SUGAR miller Roxas Holdings Inc. on Thursday said it had a steep decline in its income during its fiscal year ending September on plant repairs that prompted its own sugarcane planters to go to other mills.
The company said it only had a profit of P18.55 million for the period, down sharply from P611.93 million for the same period last year.
Core income of one of the country’s top sugar producers was also down to P169 million from P645 million the previous year.
Pedro Roxas, the company chairman and CEO, said the company’s factory problems grossly affected the country’s sugarcane supply.
“We also had to spend roughly P700 million for new equipment and repairs to address the problems at the plant,” Roxas said.
The company experienced “a double whammy” as it tried to plug the concerns in its plants while trying to combat the combined impact of declining sugar prices and escalating production costs in the global sugar market. The Philippines recorded 5-percent drop in overall cane supply in the past year. Batangas production fell by 10 percent and Negros Occidental by 5 percent, Roxas Holdings said without citing any money figures.
The group’s ethanol business cushioned the impact of sugar with Roxol Bioenergy Corp. and San Carlos Bioenergy Corp. Inc. posting a net income after tax of P215 million and P122 million, respectively, the company said.
In May the company acquired San Carlos which recently completed its expansion project that increased the plant’s capacity to 38 million liters per year from 32 million liters.
To abate the impact of unpredictable sugar prices and declining cane supply, alongside the factory problems and the ongoing repairs, the company said it will tighten measures to prop up its sugar business and will maintain its focus on ethanol.
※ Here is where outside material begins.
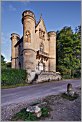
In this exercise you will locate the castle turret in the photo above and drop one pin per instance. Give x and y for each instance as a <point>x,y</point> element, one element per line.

He said that with the new company leadership following the appointment of sugar industry veteran Hubert Tubio at the helm as its new president and chief executive, which will take effect later this month, the company is confident of gaining lost ground during the year.
Tubio was the former chairman of Bioeq Energy Holdings Inc., a bioenergy company; and a member of the board of Negros College Inc.
He also served as president and COO of Victorias Milling Co. Inc. from 2009 to 2014. During his term, he set record-production volumes in both raw and refinery operations since the milling’s founding in 1919 and recorded the highest yield and sugar recovery in the Philippines, while capturing 25.7 percent of the sugarcane supply in Negros Occidental in 2012 and 2013.